ATI LPN
Pharmacology for LPN
1. The nurse is caring for a client diagnosed with deep vein thrombosis (DVT). Which intervention should the nurse include in the client's plan of care to prevent the complication of pulmonary embolism?
- A. Encourage ambulation as tolerated.
- B. Administer anticoagulants as prescribed.
- C. Apply cold compresses to the affected area.

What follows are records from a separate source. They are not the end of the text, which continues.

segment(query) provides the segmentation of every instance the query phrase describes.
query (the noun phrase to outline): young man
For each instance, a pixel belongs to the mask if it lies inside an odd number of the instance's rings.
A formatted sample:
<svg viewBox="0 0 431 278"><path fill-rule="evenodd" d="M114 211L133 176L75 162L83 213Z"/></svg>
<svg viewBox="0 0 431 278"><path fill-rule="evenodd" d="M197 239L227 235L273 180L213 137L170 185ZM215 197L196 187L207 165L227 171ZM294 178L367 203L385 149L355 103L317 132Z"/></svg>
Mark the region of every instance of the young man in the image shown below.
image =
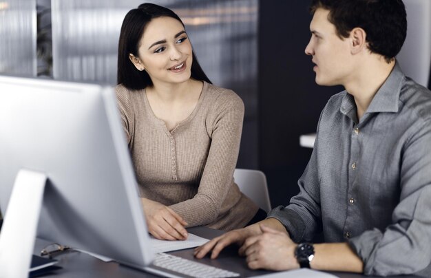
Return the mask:
<svg viewBox="0 0 431 278"><path fill-rule="evenodd" d="M404 5L313 0L311 10L305 52L316 83L346 90L321 114L300 192L195 255L215 258L237 243L253 269L431 273L431 92L394 58L406 38ZM306 243L322 231L325 243Z"/></svg>

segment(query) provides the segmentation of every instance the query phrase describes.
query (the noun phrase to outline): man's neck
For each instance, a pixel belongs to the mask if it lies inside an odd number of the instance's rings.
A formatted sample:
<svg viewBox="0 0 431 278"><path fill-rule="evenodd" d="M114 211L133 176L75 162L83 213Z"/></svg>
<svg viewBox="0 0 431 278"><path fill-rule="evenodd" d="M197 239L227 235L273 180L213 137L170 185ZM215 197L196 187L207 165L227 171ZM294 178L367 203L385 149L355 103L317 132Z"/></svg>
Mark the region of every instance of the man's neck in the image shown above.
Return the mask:
<svg viewBox="0 0 431 278"><path fill-rule="evenodd" d="M380 56L363 61L350 82L344 85L346 90L355 98L358 120L366 111L376 93L385 83L395 65L395 61L388 63Z"/></svg>

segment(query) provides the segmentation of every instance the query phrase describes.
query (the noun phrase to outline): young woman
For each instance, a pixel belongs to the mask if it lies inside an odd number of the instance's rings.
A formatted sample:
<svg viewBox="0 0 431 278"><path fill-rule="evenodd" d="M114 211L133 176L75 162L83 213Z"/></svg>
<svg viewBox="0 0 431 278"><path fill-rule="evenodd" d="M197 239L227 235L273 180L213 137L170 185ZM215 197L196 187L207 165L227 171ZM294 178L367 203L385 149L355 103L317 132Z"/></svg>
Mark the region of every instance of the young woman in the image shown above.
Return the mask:
<svg viewBox="0 0 431 278"><path fill-rule="evenodd" d="M150 3L130 10L118 67L116 92L149 233L185 239L185 226L229 231L264 218L233 180L242 101L211 85L180 18Z"/></svg>

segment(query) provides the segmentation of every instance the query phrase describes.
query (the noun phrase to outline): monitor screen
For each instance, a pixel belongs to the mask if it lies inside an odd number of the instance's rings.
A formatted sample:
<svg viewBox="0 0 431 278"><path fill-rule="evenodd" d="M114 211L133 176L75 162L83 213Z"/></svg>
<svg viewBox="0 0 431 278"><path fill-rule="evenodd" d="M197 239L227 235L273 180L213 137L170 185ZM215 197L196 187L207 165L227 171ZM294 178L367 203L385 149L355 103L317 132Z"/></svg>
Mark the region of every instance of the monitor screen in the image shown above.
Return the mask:
<svg viewBox="0 0 431 278"><path fill-rule="evenodd" d="M43 173L48 178L38 237L138 268L151 262L113 88L0 76L3 229L21 169Z"/></svg>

- D. Encourage the use of incentive spirometry.
Correct answer: B
Rationale: Administering anticoagulants as prescribed is crucial in preventing the complication of pulmonary embolism in clients with deep vein thrombosis. Anticoagulants help prevent the formation of new clots and the enlargement of existing ones, thereby reducing the risk of a pulmonary embolism. Encouraging ambulation as tolerated is beneficial for preventing complications related to immobility, but it is not the primary intervention to prevent pulmonary embolism in this case. Applying cold compresses to the affected area may help with pain and swelling but does not address the prevention of pulmonary embolism. Encouraging the use of incentive spirometry is more relevant in preventing respiratory complications such as atelectasis, not specifically pulmonary embolism.

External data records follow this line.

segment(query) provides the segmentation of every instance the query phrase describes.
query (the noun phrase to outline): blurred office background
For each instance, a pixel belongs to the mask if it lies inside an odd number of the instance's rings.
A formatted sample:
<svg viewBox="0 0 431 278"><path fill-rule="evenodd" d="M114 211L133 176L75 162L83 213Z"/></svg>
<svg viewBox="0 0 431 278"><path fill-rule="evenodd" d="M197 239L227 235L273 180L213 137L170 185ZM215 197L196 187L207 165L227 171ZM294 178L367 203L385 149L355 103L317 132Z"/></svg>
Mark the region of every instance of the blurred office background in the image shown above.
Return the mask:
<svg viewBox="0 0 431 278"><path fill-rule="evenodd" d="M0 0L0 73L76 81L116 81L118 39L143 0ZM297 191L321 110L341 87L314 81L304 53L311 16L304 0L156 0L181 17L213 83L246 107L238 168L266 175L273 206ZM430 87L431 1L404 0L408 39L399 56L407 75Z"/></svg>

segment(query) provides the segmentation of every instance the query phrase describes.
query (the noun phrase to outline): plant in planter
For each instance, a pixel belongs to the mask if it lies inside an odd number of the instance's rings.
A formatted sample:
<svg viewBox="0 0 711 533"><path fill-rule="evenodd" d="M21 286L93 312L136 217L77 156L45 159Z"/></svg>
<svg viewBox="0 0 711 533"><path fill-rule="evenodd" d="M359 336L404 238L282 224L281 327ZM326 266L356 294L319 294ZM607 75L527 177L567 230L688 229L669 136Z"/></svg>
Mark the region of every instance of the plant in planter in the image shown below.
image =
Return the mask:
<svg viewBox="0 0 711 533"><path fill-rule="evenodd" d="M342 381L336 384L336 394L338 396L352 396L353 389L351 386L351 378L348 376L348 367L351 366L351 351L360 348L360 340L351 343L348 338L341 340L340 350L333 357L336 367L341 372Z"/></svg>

2. The client with deep vein thrombosis (DVT) is receiving anticoagulant therapy. Which laboratory test should the nurse monitor to evaluate the effectiveness of the therapy?

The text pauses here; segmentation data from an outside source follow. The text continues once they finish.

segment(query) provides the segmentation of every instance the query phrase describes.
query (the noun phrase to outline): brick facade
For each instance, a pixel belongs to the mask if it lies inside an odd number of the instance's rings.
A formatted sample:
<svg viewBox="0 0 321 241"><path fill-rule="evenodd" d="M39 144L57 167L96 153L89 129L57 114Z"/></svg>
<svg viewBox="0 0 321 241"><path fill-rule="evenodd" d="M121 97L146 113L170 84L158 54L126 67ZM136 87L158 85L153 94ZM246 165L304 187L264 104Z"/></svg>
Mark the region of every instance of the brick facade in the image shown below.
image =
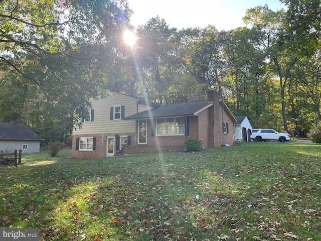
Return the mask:
<svg viewBox="0 0 321 241"><path fill-rule="evenodd" d="M208 102L213 105L200 111L189 118L189 135L187 136L155 136L152 135L151 122L147 120L147 144L137 143L138 120L136 121L135 132L121 133L105 133L92 135L74 135L73 136L72 156L76 158L97 158L106 156L107 137L118 136L130 137L130 145L125 147L124 154L132 154L149 151L184 151L184 143L187 138L194 137L204 142L205 148L218 147L228 144L233 145L233 122L235 119L229 109L220 99L216 91L210 91L208 93ZM228 132L223 133L223 123L228 125ZM121 128L121 127L120 127ZM76 150L76 139L80 137L96 138L96 150L94 151ZM115 143L116 142L115 141ZM117 154L114 145L114 152Z"/></svg>

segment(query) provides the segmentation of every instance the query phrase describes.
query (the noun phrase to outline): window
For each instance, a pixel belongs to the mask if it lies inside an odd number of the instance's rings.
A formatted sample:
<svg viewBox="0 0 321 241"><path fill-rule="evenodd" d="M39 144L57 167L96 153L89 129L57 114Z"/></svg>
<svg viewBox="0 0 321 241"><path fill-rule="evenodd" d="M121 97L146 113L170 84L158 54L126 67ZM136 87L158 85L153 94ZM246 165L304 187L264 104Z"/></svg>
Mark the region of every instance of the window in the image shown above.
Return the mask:
<svg viewBox="0 0 321 241"><path fill-rule="evenodd" d="M125 105L110 107L110 120L121 119L125 117Z"/></svg>
<svg viewBox="0 0 321 241"><path fill-rule="evenodd" d="M157 119L156 124L157 135L184 135L185 130L184 117Z"/></svg>
<svg viewBox="0 0 321 241"><path fill-rule="evenodd" d="M147 122L146 120L138 121L138 144L147 143Z"/></svg>
<svg viewBox="0 0 321 241"><path fill-rule="evenodd" d="M94 121L94 109L88 110L87 115L81 119L81 122L93 122Z"/></svg>
<svg viewBox="0 0 321 241"><path fill-rule="evenodd" d="M120 148L121 150L124 147L127 146L128 137L127 136L120 136Z"/></svg>
<svg viewBox="0 0 321 241"><path fill-rule="evenodd" d="M92 137L81 137L79 143L79 150L92 151L94 138Z"/></svg>
<svg viewBox="0 0 321 241"><path fill-rule="evenodd" d="M229 133L229 124L227 122L223 123L223 133L224 134L228 134Z"/></svg>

- A. Complete blood count (CBC)
- B. Activated partial thromboplastin time (aPTT)
- C. Serum electrolytes
- D. Liver function tests
Correct answer: B
Rationale: Activated partial thromboplastin time (aPTT) is the correct laboratory test to monitor the effectiveness of anticoagulant therapy, especially with heparin. A prolonged aPTT indicates effective anticoagulation, reducing the risk of further clot formation in the client with deep vein thrombosis (DVT). The other options, such as complete blood count (CBC), serum electrolytes, and liver function tests, do not directly assess the therapeutic effectiveness of anticoagulant therapy. Therefore, the correct answer is B.
3. A client has a new prescription for verapamil. Which of the following instructions should the nurse include?
- A. Monitor your heart rate daily.
- B. Take the medication at bedtime.
- C. Avoid consuming grapefruit juice.
- D. Take the medication with food.
Correct answer: A
Rationale: The correct answer is to instruct the client to monitor their heart rate daily when taking verapamil. Verapamil is a calcium channel blocker that can cause bradycardia, making it crucial to monitor the heart rate regularly to detect any changes promptly. Choice B, taking the medication at bedtime, is not specifically related to verapamil administration. Choice C, avoiding grapefruit juice, is more relevant to medications metabolized by CYP3A4 enzymes, not verapamil. Choice D, taking the medication with food, is not a specific instruction for verapamil, as it can be taken with or without food.
4. When educating a client about the use of risedronate to treat osteoporosis, which instruction should be included?
- A. Drink a full glass of water with each dose.
- B. Take the medication on an empty stomach.
- C. Remain upright for 30 minutes after taking the medication.
- D. Avoid lying down for at least 1 hour after taking the medication.
Correct answer: C
Rationale: The correct instruction for a client taking risedronate to treat osteoporosis is to remain upright for 30 minutes after taking the medication. This is important to prevent esophageal irritation, as risedronate can cause irritation if it remains in contact with the esophagus. By staying upright, the medication is more likely to reach the stomach quickly and reduce the risk of irritation to the esophagus. Choices A, B, and D are incorrect. Drinking a full glass of water is recommended, not milk, to help with swallowing the medication. Risedronate should be taken on an empty stomach, not with meals, to ensure proper absorption. Additionally, avoiding lying down for at least 1 hour after taking the medication helps prevent esophageal irritation.
5. A healthcare professional is assessing a client who has been taking digoxin. Which of the following findings should the healthcare professional report to the provider?
- A. Weight gain
- B. Dry cough
- C. Hypokalemia
- D. Bradycardia
Correct answer: D
Rationale: The correct answer is D: Bradycardia. Bradycardia is a significant finding associated with digoxin toxicity. Digoxin, a medication commonly used to treat heart conditions, can lead to bradycardia as a sign of toxicity. Bradycardia requires immediate attention and reporting to the healthcare provider for further evaluation and management to prevent serious complications. Choices A, B, and C are incorrect because weight gain, dry cough, and hypokalemia are not specific signs of digoxin toxicity. While weight gain can be a side effect of digoxin, it is not a classic sign of toxicity. Dry cough is more commonly associated with medications like ACE inhibitors, and hypokalemia can be a complication of digoxin therapy but is not a direct sign of toxicity.